Vielleicht haben manche von Ihnen schon etwas vom „wheelday“ gehört. Bei diesem „Rollstuhl-Tag“ geht es darum, ein eigenes Projekt zum Thema Rollstuhlfahrer zu gestalten. Rein theoretisch kann dies alles sein: Ein Videotagebuch, eine einzige Szene oder eben auch ein schriftlicher Beitrag – was bei mir ja gut gepasst hätte… Dann jedoch sprach Antti mich noch in den Sommerferien darauf an, dass wir einen Film drehen könnten. Wir hatten da schon einmal eine Idee! Doch wie wäre diese umzusetzen?
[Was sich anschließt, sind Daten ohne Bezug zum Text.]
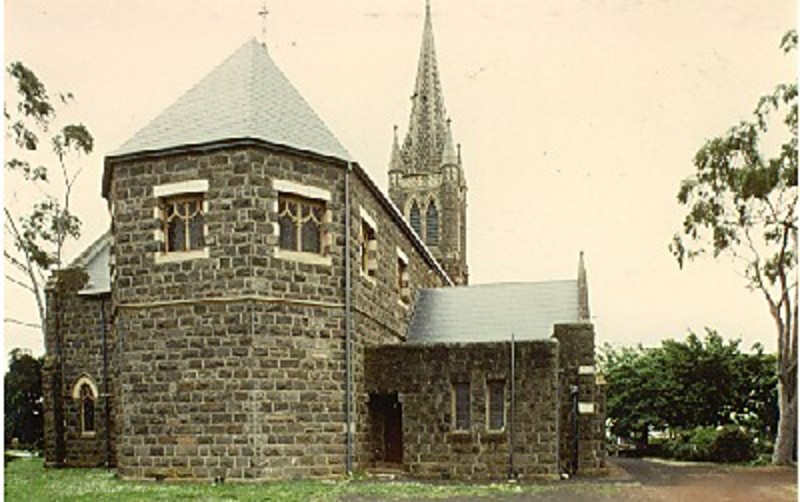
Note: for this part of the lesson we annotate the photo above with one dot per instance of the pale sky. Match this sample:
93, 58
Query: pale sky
577, 119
Nun begann eine schier endlos lange Planungsphase: Welche Szenen könnten wir verwenden? Wer würde dafür verantwortlich sein? Und wie lange würden wir dafür brauchen?W
Wir verbrachten unzählige Planungsstunden in den Sommerferien miteinander. Mehrere Male wurden Besprechungen durchgeführt, bis wir uns schließlich mit Aron und Marcel trafen. Wir wollten, dass Marcel als Moderator fungierte und Aron ihn schieben sollte. Ein zweiter Rollstuhlfahrer namens Philipp sollte interviewt werden. Ich meinte jedoch, beide sollten ihre Rollen wechseln. Außerdem versprach Aron als Assistent, er werde sich darum kümmern, dass wir vielleicht sogar im Parlament drehen könnten…Dass es dazu letztlich nicht kam, war nicht weiter schlimm. Jedoch gab es noch einige Unstimmigkeiten zu besprechen. Deshalb klärten wir unsere Differenzen am letzten Dienstag vor dem Dreh in einem Cafe´ bei der Neubaugasse. Wir meinten schließlich, dass auf alle Fälle beide drankommen sollten. Aber zuerst sollte die Geschichte des einen erzählt werden, dann die des anderen. Und wir würden die Interviewszenen mit Alltagsszenen abwechseln, weil nur so der richtige Stil aufrechterhalten werden könne. Die allerletzten Details wurden drei Tage später besprochen, d.h. direkt vor dem Drehtag: Antti hatte Patrick, den Kameramann, hergebracht, welcher noch einmal seine professionelle Hilfe einbrachte. Am nächsten Tag würde also nichts schiefgehen können…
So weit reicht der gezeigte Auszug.